État de réconfortFonderie vive

Tanya Kan, la fondatrice de Vivid Foundry, dont le prochain jeu d’histoire a conduit ce concept à sa conclusion logique État de réconfort il est de nature activement antiraciste. Basé dans la ville fictive d’Asie de l’Est d’Abraxa, État de réconfort présente des femmes, des personnalités LGBTQ et BIPOC jouant un rôle de première ligne dans un mouvement de résistance. «Nous voulons que nos personnages reflètent la complexité de leurs expériences. Notre recherche narrative doit donc également questionner l’anti-noirceur et l’anti-subalterne dans les communautés asiatiques. Notre apprentissage doit inclure la solidarité multiculturelle et internationale dans les stratégies contre l’oppression », ajoute Kan.

Ceci est un sombre rappel de mes expériences en jouant Cyberpunk 2077. J’ai essayé de reproduire mon identité en tant que personne asiatique queer et non binaire dans V, le protagoniste du jeu. Pour un jeu qui se targue de faire de vous qui vous voulez – vous pouvez même personnaliser vos organes génitaux de manière éblouissante dans le menu de personnalisation des personnages – V a toujours été implicitement codé en blanc. Cela peut être subtilement perçu dans la façon dont la plupart des gens conversent avec vous, comme la façon dont l’un de vos collègues parle d’être vilipendé «devant des cadres japonais». Et s’il est agréable de rencontrer enfin une femme asiatique queer dans le jeu – une anomalie même dans les histoires cyberpunk les plus courantes – elle reste un personnage secondaire, appartenant à l’un des exemples les plus infâmes d’orientalisme du jeu: le gang japonais Tyger Claws, dont les membres ont un penchant pour les arts martiaux et les katanas.

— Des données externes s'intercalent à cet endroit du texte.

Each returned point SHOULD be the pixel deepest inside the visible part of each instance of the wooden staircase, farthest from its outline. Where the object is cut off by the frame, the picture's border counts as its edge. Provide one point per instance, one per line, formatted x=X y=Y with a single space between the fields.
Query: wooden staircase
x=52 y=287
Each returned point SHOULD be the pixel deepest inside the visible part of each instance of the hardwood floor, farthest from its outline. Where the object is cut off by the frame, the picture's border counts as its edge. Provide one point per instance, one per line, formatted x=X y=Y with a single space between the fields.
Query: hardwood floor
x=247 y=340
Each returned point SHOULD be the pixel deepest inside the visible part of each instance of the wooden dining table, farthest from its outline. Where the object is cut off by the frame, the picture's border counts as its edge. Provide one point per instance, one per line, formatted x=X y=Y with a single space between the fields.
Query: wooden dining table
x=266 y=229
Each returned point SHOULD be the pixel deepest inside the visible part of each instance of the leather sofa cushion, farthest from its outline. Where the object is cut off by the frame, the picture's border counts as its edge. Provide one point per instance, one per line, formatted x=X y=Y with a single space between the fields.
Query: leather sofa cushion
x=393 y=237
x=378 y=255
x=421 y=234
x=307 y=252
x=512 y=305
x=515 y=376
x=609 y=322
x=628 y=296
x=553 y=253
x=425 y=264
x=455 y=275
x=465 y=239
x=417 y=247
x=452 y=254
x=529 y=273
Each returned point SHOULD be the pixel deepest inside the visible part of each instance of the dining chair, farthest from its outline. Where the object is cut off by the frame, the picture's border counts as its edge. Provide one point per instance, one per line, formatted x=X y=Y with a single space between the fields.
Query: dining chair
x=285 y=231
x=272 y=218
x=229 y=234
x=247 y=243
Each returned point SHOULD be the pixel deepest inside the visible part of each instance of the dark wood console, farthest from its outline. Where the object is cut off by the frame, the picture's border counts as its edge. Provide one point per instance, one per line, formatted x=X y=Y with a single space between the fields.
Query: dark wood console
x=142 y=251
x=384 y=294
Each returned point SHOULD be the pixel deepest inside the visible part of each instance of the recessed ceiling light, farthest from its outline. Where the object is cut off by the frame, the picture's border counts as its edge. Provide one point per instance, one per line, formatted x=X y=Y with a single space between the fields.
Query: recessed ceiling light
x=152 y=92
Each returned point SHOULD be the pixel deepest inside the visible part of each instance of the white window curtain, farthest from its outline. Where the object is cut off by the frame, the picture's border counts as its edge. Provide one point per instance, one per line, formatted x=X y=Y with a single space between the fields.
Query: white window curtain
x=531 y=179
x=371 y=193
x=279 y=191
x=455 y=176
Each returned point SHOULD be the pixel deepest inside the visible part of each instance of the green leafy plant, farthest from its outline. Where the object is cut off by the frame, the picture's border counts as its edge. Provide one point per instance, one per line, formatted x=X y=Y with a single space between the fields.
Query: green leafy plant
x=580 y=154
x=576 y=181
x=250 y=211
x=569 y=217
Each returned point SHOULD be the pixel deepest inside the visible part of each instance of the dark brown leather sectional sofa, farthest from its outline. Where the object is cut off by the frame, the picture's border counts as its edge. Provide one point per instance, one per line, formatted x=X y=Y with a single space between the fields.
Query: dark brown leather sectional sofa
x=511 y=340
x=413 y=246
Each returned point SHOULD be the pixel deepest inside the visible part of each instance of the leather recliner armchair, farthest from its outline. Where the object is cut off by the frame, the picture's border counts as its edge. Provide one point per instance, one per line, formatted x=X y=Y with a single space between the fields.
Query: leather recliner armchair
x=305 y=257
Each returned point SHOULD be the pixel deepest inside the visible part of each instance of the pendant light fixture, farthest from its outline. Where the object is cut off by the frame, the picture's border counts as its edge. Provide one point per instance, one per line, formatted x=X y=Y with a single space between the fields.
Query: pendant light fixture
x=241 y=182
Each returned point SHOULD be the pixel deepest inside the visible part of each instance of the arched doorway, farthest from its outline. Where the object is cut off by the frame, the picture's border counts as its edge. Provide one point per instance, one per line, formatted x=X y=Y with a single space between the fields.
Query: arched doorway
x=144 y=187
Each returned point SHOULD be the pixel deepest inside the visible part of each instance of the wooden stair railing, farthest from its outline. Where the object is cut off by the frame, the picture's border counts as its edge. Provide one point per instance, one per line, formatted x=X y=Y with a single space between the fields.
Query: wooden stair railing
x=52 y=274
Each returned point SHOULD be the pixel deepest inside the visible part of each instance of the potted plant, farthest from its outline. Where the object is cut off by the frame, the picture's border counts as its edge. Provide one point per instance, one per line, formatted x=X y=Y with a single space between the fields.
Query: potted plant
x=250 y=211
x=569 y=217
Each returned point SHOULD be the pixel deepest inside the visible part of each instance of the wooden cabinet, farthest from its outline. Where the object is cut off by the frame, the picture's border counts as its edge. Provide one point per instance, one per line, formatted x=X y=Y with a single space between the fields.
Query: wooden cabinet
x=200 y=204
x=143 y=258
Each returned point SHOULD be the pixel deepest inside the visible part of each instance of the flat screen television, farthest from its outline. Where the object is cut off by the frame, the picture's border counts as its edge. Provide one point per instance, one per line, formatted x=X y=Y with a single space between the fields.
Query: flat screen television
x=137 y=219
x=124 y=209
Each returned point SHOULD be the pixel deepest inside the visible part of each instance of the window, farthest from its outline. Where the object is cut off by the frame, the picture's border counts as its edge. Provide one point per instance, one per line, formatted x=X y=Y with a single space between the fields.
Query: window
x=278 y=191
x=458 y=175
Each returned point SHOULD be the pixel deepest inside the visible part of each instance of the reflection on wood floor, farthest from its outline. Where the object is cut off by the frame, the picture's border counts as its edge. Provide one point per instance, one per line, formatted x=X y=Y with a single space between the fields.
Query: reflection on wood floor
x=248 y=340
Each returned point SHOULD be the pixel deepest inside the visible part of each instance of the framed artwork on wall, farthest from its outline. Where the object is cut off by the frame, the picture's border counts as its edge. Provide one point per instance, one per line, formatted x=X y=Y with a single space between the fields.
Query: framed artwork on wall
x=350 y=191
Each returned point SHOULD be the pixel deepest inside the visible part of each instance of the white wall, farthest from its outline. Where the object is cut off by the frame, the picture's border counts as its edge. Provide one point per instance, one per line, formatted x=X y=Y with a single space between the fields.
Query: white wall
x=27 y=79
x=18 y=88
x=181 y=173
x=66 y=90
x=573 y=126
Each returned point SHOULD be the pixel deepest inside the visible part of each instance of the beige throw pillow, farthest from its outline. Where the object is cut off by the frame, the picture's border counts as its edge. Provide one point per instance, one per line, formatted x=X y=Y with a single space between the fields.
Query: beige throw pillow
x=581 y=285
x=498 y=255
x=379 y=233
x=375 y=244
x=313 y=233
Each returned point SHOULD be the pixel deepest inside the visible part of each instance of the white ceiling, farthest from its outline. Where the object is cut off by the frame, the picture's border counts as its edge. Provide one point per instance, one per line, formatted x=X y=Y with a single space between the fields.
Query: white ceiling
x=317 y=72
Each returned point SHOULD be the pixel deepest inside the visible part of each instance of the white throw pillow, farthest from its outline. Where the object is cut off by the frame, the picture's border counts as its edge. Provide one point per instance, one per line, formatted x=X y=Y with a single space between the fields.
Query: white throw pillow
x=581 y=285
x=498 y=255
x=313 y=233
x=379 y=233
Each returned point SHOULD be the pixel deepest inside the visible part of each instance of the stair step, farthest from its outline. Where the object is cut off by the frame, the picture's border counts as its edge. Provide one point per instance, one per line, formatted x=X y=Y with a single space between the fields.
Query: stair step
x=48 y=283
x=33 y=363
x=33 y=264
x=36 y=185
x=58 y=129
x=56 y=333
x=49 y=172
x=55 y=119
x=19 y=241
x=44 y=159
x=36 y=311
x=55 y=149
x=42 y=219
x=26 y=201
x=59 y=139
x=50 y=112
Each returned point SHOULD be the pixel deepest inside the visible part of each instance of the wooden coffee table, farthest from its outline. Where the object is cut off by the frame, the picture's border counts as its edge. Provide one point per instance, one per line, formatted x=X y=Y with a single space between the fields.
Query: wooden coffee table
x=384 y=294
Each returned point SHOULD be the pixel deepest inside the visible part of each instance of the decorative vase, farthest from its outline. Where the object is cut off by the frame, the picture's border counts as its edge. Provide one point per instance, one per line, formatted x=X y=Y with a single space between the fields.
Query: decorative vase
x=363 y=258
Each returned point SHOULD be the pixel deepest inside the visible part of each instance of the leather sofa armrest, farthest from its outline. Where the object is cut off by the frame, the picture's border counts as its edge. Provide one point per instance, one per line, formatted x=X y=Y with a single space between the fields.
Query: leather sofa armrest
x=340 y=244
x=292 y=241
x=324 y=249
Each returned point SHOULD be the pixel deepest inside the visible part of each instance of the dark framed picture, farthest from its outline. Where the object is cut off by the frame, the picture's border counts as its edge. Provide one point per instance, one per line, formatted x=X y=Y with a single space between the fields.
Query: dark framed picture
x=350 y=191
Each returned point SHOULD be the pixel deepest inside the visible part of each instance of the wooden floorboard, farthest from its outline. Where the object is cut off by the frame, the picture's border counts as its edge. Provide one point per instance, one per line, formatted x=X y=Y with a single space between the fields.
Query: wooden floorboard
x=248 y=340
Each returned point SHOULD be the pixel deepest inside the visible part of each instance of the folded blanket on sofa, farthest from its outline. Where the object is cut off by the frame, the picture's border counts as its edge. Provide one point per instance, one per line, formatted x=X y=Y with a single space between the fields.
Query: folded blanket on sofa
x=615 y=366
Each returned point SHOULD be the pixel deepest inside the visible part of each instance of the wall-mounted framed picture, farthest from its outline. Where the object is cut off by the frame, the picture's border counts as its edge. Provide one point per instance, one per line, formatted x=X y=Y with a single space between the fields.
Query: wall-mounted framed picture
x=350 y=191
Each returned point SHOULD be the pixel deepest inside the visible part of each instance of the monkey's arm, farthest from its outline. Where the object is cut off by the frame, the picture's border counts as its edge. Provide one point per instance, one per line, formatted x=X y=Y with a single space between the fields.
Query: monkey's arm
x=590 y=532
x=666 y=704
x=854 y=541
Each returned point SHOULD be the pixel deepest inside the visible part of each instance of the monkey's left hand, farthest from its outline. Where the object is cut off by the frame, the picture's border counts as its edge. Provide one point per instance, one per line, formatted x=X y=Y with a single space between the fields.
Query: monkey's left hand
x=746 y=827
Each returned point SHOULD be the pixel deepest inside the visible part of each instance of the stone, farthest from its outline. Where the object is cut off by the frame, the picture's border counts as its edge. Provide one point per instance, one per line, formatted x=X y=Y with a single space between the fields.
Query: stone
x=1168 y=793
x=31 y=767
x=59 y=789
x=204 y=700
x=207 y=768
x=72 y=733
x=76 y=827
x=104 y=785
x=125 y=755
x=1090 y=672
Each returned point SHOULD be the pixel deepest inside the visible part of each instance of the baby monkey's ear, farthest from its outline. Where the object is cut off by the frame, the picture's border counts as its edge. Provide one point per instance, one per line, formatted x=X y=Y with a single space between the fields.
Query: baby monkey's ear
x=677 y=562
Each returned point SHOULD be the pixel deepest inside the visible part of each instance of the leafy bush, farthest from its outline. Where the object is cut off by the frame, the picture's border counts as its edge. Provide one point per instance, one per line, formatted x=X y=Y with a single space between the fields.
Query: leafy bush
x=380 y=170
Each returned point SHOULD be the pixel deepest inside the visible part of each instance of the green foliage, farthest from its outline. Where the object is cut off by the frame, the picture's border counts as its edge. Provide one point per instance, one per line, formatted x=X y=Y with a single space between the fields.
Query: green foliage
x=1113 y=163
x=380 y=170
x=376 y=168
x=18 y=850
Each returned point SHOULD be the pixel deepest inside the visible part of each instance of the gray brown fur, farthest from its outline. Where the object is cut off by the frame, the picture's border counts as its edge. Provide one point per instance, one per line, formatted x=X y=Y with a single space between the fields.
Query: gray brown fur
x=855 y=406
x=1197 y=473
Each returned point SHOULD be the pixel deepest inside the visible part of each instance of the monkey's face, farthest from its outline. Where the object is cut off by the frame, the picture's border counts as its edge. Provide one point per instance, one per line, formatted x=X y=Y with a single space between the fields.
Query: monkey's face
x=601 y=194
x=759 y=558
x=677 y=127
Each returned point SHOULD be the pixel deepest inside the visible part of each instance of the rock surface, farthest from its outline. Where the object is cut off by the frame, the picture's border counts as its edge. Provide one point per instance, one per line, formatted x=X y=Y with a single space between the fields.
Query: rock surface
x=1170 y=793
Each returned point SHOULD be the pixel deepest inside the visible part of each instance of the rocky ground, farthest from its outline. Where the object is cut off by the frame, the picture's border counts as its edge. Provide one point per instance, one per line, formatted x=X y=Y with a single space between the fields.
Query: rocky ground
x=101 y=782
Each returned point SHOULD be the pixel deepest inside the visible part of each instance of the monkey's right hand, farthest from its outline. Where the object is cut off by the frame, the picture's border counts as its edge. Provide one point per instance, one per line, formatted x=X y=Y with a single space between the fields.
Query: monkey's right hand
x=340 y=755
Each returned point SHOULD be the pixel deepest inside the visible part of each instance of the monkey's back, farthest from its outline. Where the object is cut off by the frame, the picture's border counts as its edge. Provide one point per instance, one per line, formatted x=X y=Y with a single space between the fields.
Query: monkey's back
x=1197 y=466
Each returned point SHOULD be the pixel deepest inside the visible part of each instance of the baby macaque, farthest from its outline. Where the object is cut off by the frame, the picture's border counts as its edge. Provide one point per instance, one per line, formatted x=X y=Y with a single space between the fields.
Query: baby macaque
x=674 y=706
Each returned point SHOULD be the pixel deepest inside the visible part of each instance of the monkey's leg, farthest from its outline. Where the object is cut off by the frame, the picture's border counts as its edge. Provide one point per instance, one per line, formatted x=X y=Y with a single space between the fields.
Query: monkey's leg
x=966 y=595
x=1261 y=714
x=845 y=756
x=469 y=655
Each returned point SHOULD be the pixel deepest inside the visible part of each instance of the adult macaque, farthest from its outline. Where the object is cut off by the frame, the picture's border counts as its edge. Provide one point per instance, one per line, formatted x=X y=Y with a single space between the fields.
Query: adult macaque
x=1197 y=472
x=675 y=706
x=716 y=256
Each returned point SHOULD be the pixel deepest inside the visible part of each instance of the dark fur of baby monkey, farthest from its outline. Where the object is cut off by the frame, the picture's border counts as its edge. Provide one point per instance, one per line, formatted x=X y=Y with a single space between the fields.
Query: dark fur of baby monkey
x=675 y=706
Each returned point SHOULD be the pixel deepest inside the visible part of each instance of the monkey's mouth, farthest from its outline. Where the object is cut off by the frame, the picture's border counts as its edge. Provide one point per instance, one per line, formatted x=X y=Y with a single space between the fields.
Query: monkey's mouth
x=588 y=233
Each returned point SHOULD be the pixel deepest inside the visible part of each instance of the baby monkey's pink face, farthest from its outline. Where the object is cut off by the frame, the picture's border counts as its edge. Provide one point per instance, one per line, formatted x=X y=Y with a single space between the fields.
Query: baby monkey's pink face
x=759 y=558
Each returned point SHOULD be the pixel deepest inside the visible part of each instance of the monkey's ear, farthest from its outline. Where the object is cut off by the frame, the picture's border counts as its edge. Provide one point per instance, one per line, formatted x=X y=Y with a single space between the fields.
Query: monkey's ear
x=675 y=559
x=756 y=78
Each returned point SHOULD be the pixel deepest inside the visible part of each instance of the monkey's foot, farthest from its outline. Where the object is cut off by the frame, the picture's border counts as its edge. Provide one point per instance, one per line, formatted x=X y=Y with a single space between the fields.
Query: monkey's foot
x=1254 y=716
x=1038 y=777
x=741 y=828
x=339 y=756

Pourtant, au-delà des métaphores clichées des logos d’entreprise au néon, des cyber-attachements et de l’utilisation abusive flagrante des personnages est-asiatiques, il existe des histoires durables de pouvoir, de conscience et d’humanité qui sont toujours pertinentes contre l’abîme croissant de l’inégalité. L’astuce, selon ces développeurs, est donc pour les jeux cyberpunk modernes de s’engager activement avec les tyrannies d’aujourd’hui – «amener le cyberpunk au présent», comme le suggère Faulkner – pour éviter les pièges des tropes techno-orientalistes. Lorsque la splendeur technologique du cyberespace n’est plus une vision lointaine du futur, les jeux cyberpunk ont ​​pas mal de temps à rattraper.